For the past half hour, the Chinook had been circling in the desert near by. At the controls was a Royal Navy pilot, Flight Lieutenant Nichol Benzie, with RAF co-pilot Flight Lieutenant Al Sparks. The pilots had no direct contact with the marines. Sergeant Garth was speaking to the Apaches. And the Apaches spoke by secure radio to the crewmen in the back of the Chinook. And the crewmen relayed the message by intercom to the pilots.
‘When you’re getting stuff relayed like this, it’s a bit like Chinese whispers,’ said Sparks. ‘It gets a little diluted.’ He was on his first tour of Afghanistan. He was feeling pretty wide-eyed. Sometimes it was just as well the information was filtered.
When they got the call that the landing site was clear, the pilots still thought they were heading for FOB Inkerman. It was only when they got ‘in amongst the weeds’, flying ‘ultra-low’, said Benzie, that they noticed orange smoke rising in the green zone itself. They took a deep breath. There was almost no protection from gunfire there.
They were coming in fast and had to stop abruptly to get the helicopter down in a small field. As the pilots looked out, they could see guys on the ground tucked into the firing positions. If, like now, no one was looking at the chopper, that meant trouble. ‘The more we looked out,’ remembered Benzie, ‘the more we realized we should lean back and benefit from the Kevlar protection that the aircraft has to offer.’
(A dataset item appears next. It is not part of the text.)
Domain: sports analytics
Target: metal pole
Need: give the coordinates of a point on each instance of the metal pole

In the back, crewman Sergeant Scott Todd saw the first casualty – Fletcher – approaching. ‘He was losing a lot of blood. I thought it strange straightaway that the casualty was in a poncho, which is like an emergency battlefield stretcher. It means pretty much you’re close to the fire fight.
‘I was shouting with adrenalin as well, trying to get the guys in fast because the guys in the front were saying, “How long?” I was just trying to call out an estimated time and shouting to the troops to hurry up, to double it.’
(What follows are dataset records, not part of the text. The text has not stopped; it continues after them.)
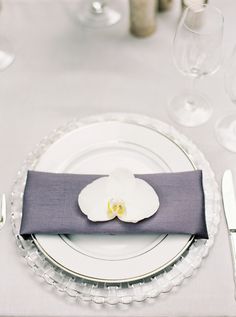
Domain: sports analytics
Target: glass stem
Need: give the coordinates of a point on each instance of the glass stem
(190, 103)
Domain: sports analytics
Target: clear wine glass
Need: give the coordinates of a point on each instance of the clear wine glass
(197, 52)
(226, 127)
(96, 13)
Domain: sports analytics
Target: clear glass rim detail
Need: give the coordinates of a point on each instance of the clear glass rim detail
(188, 9)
They lifted the casualty over the M60 chain-link machine gun on the ramp and, when Todd went back, he found a solid blood trail over his gun. ‘So I knew he was losing blood fast.’
Kneeling in the field, Ogden, the medic, had been preparing the casualties. Looking up as the ramp dropped, he could see the crew had no idea what they had landed into.
‘When the Chinook came in, as the back door dropped down, the “doc” [a medic] ran off, all springy and bouncy. As he came out to us a load of bullet rounds came past us. He just seized up. I think it was his first time being shot at. Obviously he tried turning back around towards the helicopter! So I dragged him back and held him. He was listening but not registering.’ Ogden handed him a piece of paper where all the conditions of the casualties were written down. ‘Eventually he just ran on the back again.’ The Chinook pulled away in a choke of boiling dust.
Alpha Company still had to get back home. They moved back in a rolling barrage of white smoke from mortars and high explosive from artillery. Even so, at 17.50, their rear was attacked as they neared the base.
Finally a Dutch F-16 dropped a 500-pound bomb, and after that it went quiet. There had not been a break in the fight for two hours. The Apaches were still circling and watching to see if anyone was following them.